RFC 4122/9562: UUID version 7 and 8 implementation

We are nearing Python 3.14 beta (May 2025) and we need to decide on the implementation. UUID version 8 is now part of the 3.14 but UUID version 7 is still under discussion (me and myself are discussing with my other self).

TL;DR: Should we use sub-millisecond precision for UUID version 7 as it is done in PostgreSQL?

There is a lot of users that want UUID version 7 (this can be seen by the number of reactions on Support UUIDv6, UUIDv7, and UUIDv8 from RFC 9562 · Issue #89083 · python/cpython · GitHub and gh-89083: add support for UUID version 7 (RFC 9562) by picnixz · Pull Request #121119 · python/cpython · GitHub). UUIDv7 use cases are mainly for microservices, especially for database storage.

In December 2024, PostgreSQL exposed UUIDv7 (git.postgresql.org Git - postgresql.git/commitdiff). They however chose Method 3 instead of Method 1 as I did and as Rust currently does:

In our implementation, the 12-bit sub-millisecond timestamp fraction
is stored immediately after the timestamp, in the space referred to as
“rand_a” in the RFC. This ensures additional monotonicity within a
millisecond. The rand_a bits also function as a counter. We select a
sub-millisecond timestamp so that it monotonically increases for
generated UUIDs within the same backend, even when the system clock
goes backward or when generating UUIDs at very high
frequency.
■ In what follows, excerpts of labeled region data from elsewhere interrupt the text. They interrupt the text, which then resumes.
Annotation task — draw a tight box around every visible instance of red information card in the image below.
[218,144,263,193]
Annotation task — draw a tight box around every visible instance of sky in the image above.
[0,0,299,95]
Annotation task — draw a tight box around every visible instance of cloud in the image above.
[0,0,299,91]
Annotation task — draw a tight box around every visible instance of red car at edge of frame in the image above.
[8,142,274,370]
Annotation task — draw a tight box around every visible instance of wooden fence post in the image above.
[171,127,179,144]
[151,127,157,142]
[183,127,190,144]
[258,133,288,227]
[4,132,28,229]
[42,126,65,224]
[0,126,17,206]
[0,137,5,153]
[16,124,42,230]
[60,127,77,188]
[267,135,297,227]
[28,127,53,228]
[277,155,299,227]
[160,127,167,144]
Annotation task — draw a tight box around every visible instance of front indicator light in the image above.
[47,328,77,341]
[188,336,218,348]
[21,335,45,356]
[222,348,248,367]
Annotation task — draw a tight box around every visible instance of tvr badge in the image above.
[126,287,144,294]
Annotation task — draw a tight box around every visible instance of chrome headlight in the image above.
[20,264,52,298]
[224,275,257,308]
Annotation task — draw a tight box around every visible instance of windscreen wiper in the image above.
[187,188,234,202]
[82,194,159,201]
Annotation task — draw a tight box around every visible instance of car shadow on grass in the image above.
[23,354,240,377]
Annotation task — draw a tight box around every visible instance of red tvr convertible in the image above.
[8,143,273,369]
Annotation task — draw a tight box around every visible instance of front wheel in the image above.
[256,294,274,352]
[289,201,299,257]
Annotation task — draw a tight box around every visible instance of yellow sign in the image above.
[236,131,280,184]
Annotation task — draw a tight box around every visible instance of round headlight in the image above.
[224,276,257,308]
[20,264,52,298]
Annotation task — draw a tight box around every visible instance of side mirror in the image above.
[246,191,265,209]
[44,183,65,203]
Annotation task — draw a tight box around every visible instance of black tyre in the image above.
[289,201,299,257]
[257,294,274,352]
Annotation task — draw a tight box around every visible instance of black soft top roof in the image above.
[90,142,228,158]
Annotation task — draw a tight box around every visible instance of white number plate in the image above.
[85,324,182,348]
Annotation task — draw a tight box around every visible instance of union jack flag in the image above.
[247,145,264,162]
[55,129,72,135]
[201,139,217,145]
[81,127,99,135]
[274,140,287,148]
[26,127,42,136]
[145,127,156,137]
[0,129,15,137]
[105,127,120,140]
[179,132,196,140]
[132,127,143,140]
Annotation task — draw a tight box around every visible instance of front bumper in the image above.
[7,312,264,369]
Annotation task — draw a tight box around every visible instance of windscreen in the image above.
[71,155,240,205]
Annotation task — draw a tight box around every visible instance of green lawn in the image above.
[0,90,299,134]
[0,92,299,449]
Therefore, the monotonicity of generated UUIDs is ensured
within the same backend.

The difference between a fixed-length counter and a submillisecond-based counter is the following:

• Method 1: Fixed length counter have 42 bits but only a 48-bit timestamp (ms precision). While it’s likely to generate multiple UUIDs within the same millisecond, it’s very unlikely to overflow the 42 bits counter within that ms. And if we do, the current PR simply advances the timestamp (so the UUID would say that it was generated 1 ms after, while it was not necessarily the case).
• Method 3: With submillisecond precision, it’s possible to extract a more precise timestamp for the UUID. I’m not well-versed enough in microservices to know whether submillisecond precision is really needed or not. I think what matters more is monotonicity, namely that UUIDs are monotonously generated. Now, with subms precision, it also allows future improvements to be backward compatible, such as offsetting the timestamp by a constant value (with method 1, we can only offset with ms precision, not subms prec). The difference is that we don’t have a counter anymore and we generate 62 random tail bits instead of 32 random tail bits.

Note that we only need UUIDs within the same millisecond before we need to advance to the next millisecond instead of billions of UUIDs for Method 1. However, it makes them a bit more unpredictable (for instance, if one knows that two UUIDs were consecutively generated within the same millisecond using Method 1 and if one knows the first UUID, we can recover 96 bits (because we would know the 42-bit counter and only the 32 tail bits would be random)). On the other hand, even if one knows that two UUIDs were generated consecutively within the same millisecond with Method 3 and even if we know the first UUID, the second UUID would still have 62 tail bits to guess.

Ideally, I don’t want to allow parameters to be passed to uuid7(). While it would make sense to offer other constructor functions, we first need to have kind of a “canonical” implementation (even with parameters, we need default parameters because users likely don’t want to call uuid7() with required parameters, and having multiple functions make the choice harder for any consumer).

Because of the above points, I’m considering switching to a sub-ms precision (Method 3). While it wouldn’t align with Rust, it would align with PostgreSQL, and I think UUIDs are likely to be used in microservices and thus it’s good to follow the same rationale.